Another goal is zero waste. Anderson’s engineers found 25 different waste streams coming out of one factory and calculated that eliminating them company-wide could save $70 million in disposal costs. So far, by source reduction and recycling, they have captured $20 million of that — which is paying for much of the rest of the effort.
Closed-loop recycling is another goal. Early on Anderson’s team came up with the idea of leasing carpet instead of selling it. Customers will not buy a carpet, they’ll rent one. Interface will own it, maintain it, take it back when its useful life is over and recycle it into new carpet. “Nylon molecules are very precious,” says Anderson. “We want to spend the rest of our days harvesting yesteryear’s carpets and recycling them, with zero scrap going to the landfill and zero emissions into the ecosystem — and run the whole thing on sunlight.”

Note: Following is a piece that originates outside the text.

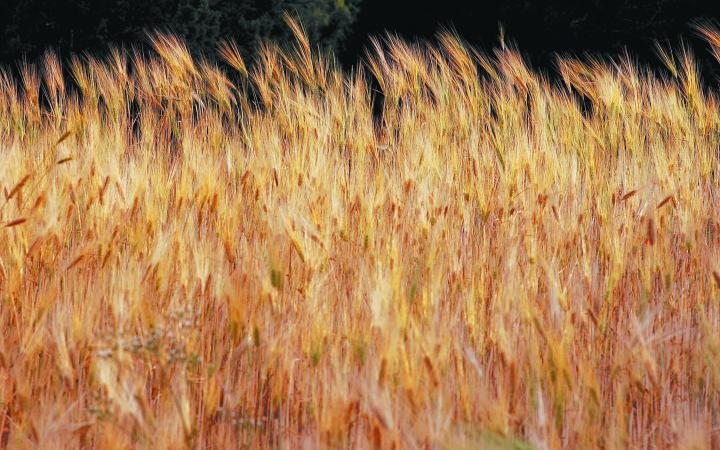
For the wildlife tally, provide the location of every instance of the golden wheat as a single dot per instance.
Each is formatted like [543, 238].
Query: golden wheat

That’s both a financial and a technical challenge. Banks are having a hard time with the concept of a perpetual lease. And the process of separating carpet from backing and reclaiming both works only in the lab so far. Anderson is asking his suppliers — the biggest chemical companies in the world — to help him pull this one off.
Some of his business friends think he’s crazy. They’ve been giving him books that counter Hawken and other environmentalists, books that say forget it, this doomsday stuff is hype, there’s no problem. Anderson has read them soberly and considered the odds. He calls one side of the argument “alarmist” and the other side “foot draggers.”
“The alarmist perceives the earth to be in crisis, sees our actions as totally inadequate, and predicts the outcome to be collapse. The foot dragger perceives things as not so bad, even getting better, sees our actions as good enough, maybe too good — meaning expensive and misguided — and sees the outcome as an abundant future for all. Here’s the paradox: the surest way to realize the alarmists’ outcome, collapse, is to accept the foot draggers’ view. The surest way to realize the foot draggers’ outcome, abundance, is to believe the alarmists’ view that we are in trouble and have to change.”
So he’s changing. The amazing thing, you discover when you meet Ray Anderson, is that he is having a blast. He and his colleagues are thrilled by the vision, excited by the challenge.
“We are all part of the continuum of humanity and life,” Anderson said in a recent speech to other corporate CEOs. “We will have lived our brief span and either helped or hurt that continuum and the earth that sustains all life. It’s that simple. Which will it be?”